Iori Yanokura

RO
3papers
57citations
Novelty47%
AI Score23

3 Papers

CVDec 9, 2020
Understanding Action Sequences based on Video Captioning for Learning-from-Observation

Iori Yanokura, Naoki Wake, Kazuhiro Sasabuchi et al.

Learning actions from human demonstration video is promising for intelligent robotic systems. Extracting the exact section and re-observing the extracted video section in detail is important for imitating complex skills because human motions give valuable hints for robots. However, the general video understanding methods focus more on the understanding of the full frame,lacking consideration on extracting accurate sections and aligning them with the human's intent.

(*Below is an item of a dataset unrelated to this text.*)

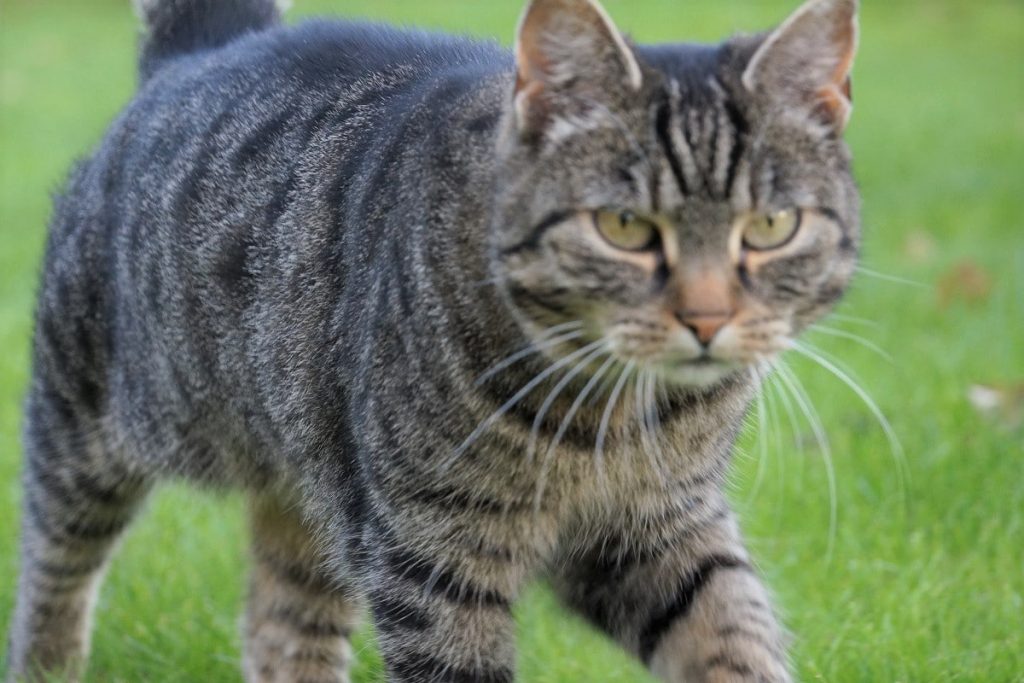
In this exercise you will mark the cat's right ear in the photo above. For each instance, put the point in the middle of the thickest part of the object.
(567, 51)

We propose a Learning-from-Observation framework that splits and understands a video of a human demonstration with verbal instructions to extract accurate action sequences. The splitting is done based on local minimum points of the hand velocity, which align human daily-life actions with object-centered face contact transitions required for generating robot motion. Then, we extract a motion description on the split videos using video captioning techniques that are trained from our new daily-life action video dataset. Finally, we match the motion descriptions with the verbal instructions to understand the correct human intent and ignore the unintended actions inside the video. We evaluate the validity of hand velocity-based video splitting and demonstrate that it is effective. The experimental results on our new video captioning dataset focusing on daily-life human actions demonstrate the effectiveness of the proposed method. The source code, trained models, and the dataset will be made available.

ROAug 4, 2020
A Learning-from-Observation Framework: One-Shot Robot Teaching for Grasp-Manipulation-Release Household Operations

Naoki Wake, Riku Arakawa, Iori Yanokura et al.

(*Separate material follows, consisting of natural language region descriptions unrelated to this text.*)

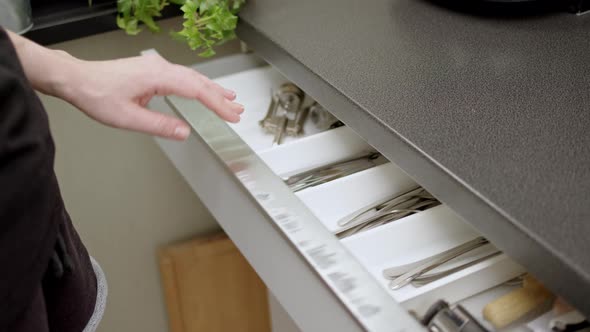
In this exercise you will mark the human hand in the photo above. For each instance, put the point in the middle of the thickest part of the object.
(117, 92)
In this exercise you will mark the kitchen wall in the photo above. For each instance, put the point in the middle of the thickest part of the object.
(125, 198)
(123, 194)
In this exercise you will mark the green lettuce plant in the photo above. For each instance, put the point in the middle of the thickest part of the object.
(207, 23)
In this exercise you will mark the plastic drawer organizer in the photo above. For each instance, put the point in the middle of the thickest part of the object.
(329, 274)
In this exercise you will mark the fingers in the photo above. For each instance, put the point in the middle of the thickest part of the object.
(153, 123)
(185, 82)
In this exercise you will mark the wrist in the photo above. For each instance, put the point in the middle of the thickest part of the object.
(59, 77)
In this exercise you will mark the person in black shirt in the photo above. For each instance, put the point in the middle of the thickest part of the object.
(48, 282)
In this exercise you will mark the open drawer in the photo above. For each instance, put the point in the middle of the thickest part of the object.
(329, 270)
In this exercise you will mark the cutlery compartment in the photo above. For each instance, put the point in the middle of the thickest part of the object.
(254, 89)
(333, 201)
(400, 245)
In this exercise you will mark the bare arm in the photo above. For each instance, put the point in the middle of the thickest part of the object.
(116, 92)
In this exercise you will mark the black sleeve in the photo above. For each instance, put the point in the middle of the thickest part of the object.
(29, 196)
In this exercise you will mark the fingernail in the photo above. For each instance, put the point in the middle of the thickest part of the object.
(239, 107)
(182, 132)
(230, 94)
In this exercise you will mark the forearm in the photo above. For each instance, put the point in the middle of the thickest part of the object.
(47, 70)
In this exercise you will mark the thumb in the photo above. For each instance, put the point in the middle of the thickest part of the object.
(154, 123)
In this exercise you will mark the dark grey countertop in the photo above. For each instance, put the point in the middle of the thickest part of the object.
(490, 114)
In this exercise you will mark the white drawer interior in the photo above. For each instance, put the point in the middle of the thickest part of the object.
(398, 245)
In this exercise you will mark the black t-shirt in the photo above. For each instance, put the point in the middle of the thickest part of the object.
(32, 214)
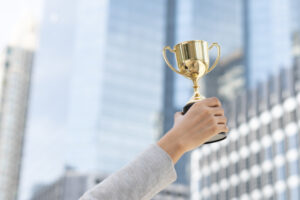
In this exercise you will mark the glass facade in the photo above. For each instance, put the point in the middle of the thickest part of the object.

A household robot is expected to perform various manipulative operations with an understanding of the purpose of the task. To this end, a desirable robotic application should provide an on-site robot teaching framework for non-experts. Here we propose a Learning-from-Observation (LfO) framework for grasp-manipulation-release class household operations (GMR-operations). The framework maps human demonstrations to predefined task models through one-shot teaching. Each task model contains both high-level knowledge regarding the geometric constraints and low-level knowledge related to human postures. The key idea is to design a task model that 1) covers various GMR-operations and 2) includes human postures to achieve tasks. We verify the applicability of our framework by testing an operational LfO system with a real robot. In addition, we quantify the coverage of the task model by analyzing online videos of household operations. In the context of one-shot robot teaching, the contribution of this study is a framework that 1) covers various GMR-operations and 2) mimics human postures during the operations.

ROJul 17, 2020
Verbal Focus-of-Attention System for Learning-from-Observation

Naoki Wake, Iori Yanokura, Kazuhiro Sasabuchi et al.

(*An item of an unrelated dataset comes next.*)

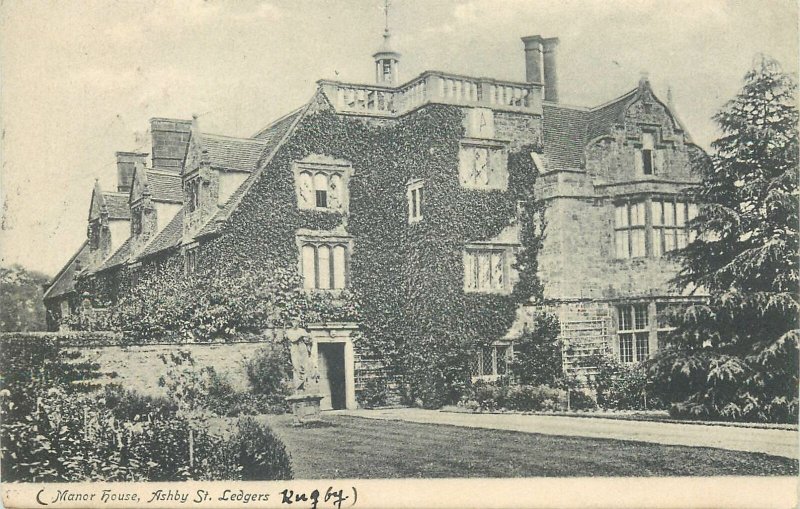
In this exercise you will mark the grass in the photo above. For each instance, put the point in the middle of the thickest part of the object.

The learning-from-observation (LfO) framework aims to map human demonstrations to a robot to reduce programming effort. To this end, an LfO system encodes a human demonstration into a series of execution units for a robot, which are referred to as task models. Although previous research has proposed successful task-model encoders, there has been little discussion on how to guide a task-model encoder in a scene with spatio-temporal noises, such as cluttered objects or unrelated human body movements. Inspired by the function of verbal instructions guiding an observer's visual attention, we propose a verbal focus-of-attention (FoA) system (i.e., spatio-temporal filters) to guide a task-model encoder. For object manipulation, the system first recognizes the name of a target object and its attributes from verbal instructions. The information serves as a where-to-look FoA filter to confine the areas in which the target object existed in the demonstration. The system then detects the timings of grasp and release that occurred in the filtered areas. The timings serve as a when-to-look FoA filter to confine the period of object manipulation. Finally, a task-model encoder recognizes the task models by employing FoA filters. We demonstrate the robustness of the verbal FoA in attenuating spatio-temporal noises by comparing it with an existing action localization network. The contributions of this study are as follows: (1) to propose a verbal FoA for LfO, (2) to design an algorithm to calculate FoA filters from verbal input, and (3) to demonstrate the effectiveness of a verbal FoA in localizing an action by comparing it with a state-of-the-art vision system.